Eğer gün içerisinde doğrudan güneş ışığına maruz kalacaksanız, güneş koruyucu kullanmanız gerektiğini bir kere daha yineleyeceğiz. İyi bir güneş kremi, en az 30 SPF’dir, UVA ve UVB ışınlarına karşı geniş bir spektrumda koruma sağlar ve suya dayanıklıdır. Tüm bunların yanı sıra, doğrudan maruz kalınma durumlarında güneş kremi iki saatte bir yeniden uygulanmalı gerektiği de unutulmamalıdır.
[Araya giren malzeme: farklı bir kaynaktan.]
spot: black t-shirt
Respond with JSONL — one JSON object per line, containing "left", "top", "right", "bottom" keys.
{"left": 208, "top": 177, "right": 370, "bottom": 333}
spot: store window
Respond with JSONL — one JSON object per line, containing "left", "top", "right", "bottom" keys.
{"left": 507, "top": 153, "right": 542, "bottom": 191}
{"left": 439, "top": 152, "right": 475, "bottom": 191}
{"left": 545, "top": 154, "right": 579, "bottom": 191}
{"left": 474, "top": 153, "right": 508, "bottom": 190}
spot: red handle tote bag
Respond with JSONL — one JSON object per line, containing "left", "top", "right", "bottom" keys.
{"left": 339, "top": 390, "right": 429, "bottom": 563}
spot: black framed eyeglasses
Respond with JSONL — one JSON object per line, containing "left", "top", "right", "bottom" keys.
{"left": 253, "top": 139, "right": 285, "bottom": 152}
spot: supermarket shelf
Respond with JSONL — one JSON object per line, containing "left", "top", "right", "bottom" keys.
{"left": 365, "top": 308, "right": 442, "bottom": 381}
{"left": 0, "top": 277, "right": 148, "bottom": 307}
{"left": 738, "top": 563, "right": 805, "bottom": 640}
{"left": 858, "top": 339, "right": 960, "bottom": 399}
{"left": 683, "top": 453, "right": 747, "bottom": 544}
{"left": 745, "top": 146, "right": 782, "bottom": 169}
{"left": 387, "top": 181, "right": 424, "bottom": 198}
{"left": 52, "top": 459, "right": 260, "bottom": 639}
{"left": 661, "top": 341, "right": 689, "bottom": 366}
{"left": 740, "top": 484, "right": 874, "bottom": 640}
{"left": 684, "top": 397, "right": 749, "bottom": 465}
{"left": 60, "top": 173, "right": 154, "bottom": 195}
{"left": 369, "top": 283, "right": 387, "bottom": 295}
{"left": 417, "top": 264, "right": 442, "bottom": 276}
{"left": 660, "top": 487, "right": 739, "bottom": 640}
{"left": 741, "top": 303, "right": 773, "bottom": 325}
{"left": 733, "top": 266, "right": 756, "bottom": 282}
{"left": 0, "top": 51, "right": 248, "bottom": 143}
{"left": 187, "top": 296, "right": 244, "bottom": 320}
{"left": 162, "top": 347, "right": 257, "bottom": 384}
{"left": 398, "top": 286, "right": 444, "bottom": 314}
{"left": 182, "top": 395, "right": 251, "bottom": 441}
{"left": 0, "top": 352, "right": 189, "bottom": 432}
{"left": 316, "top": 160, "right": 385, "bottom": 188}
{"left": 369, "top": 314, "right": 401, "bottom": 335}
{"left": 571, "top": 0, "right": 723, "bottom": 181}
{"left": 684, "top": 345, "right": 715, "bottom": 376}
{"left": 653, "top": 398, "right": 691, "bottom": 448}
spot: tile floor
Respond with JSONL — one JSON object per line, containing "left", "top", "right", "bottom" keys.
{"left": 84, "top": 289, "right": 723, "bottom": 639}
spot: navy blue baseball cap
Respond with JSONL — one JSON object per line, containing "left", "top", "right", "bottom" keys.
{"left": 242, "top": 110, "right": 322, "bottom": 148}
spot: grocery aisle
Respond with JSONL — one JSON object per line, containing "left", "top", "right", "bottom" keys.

#3 Ovalama / Dokunma / Sıkma
Sabah kalkmamızdan gece yatana kadar hepimiz ellerimizi yüzümüzde gezdiriyor, gözlerimizi ovuşturuyor, terimizi siliyor, yüzümüzü ellerimizi arasına alıyor ve kaşıyoruz. Bu kadar çok şeyi yapmıyorum demeyin; çünkü bunların çoğunu farkında bile olmadan yapıyoruz. Bu tırnak içerisindeki mıncıklama durumu, bize kırışıklıklar, cilt yüzeyinin daha fazla kirlenmesi ve akneye meyletme şeklinde geri dönüyor. Ovalama, dokunma ve sıkma işlemleri esnasında cildin daha dolgun olmasını sağlayan elastin ve kollajenin parçalanmasını tetikleyerek cilde zarar verebiliyoruz. Gözünüzün altındaki koyu gözaltı halkaları bu durumun bir sonucu olabilir. Peki, cilde her dokunma kötü müdür? Hayır. Cildi bilinçsizce hırpalamanın dışında, doğru yönlü ve doğru basınç uygulaması altında yapılan dokunuşlar, olumlu sonuçlar doğurabilmektedir. Aslında, “Yüz Yogası” ve “Jimnastiği” adıyla anılan bu dokunuşlar, “Botox” benzeri bir mekanizmaya sahip olarak kasları rahatlatarak kinetik yıpranmayı yavaşlatmayı amaçlıyor. Doğru bilgilerin ışığında cildinize dokunma konusunda geliştireceğiniz küçük davranış değişikliklerinin önemli bir dönüşüm getireceğini unutmayınız.
#4 Yüz Hareketleri
Hepimiz, duygu dünyamızla ilişkili olacak şekilde yüz ifadelerini kullanırız. Birisinin sizi mutlu ettiği, bir sürpriz yaşattığı, ya da sizin bir şeye burun kıvırdığınız durumları gözünüzün önüne getirin. Yüzünüz nasıl bir hal alıyor? Bu yüz hareketleri dolayısıyla ortaya çıkan çizgi, kırılma ve kırışıklıklar keyifle yaşanmış bir hayatın habercileri olsa da yüzümüzün ömrümüz boyunca şekilden şekle girmesi bu habercileri biraz daha derinleştirebilir.
Cildimizin daha fazla elastin ve kollajene sahip olduğu gençlik dönemlerimizde yüz hareketlerimiz sonrasında cildimizin eski haline gelmesi çok daha kolay oluyordu; fakat yaşlanmayla birlikte azalan kollajen üretimi dolayısıyla esnekliğimizin azalmaya, çizgilerimizin derinleşmeye başladığını tecrübe ediyoruz.
#5 Sigara
Hala bunu konuşuyor oluşumuz ilginç olsa da sigara, baştan sonra hayatınızdan çıkartmanız gerekenler listesinin başına kurulmuş durumda. Çeşitli sağlık sorunlarına yol açmasının yanı sıra sigara, cildin yaşlanma sürecini hızlandırarak gözaltı bölgelerinizi ve dudak çevresini kırıştırıyor.
En basitinden, sigara içerken yaptığınız otomatik hareketi gözünüzün önüne getirin. Sigara dumanını içinize çekerken gözlerinizi kısarsınız. Bu hareketi her gün, birçok kere ve hayat boyu yaptığınızda göz çevrenize mimik hareketlerden doğan büyük bir zarar verirsiniz.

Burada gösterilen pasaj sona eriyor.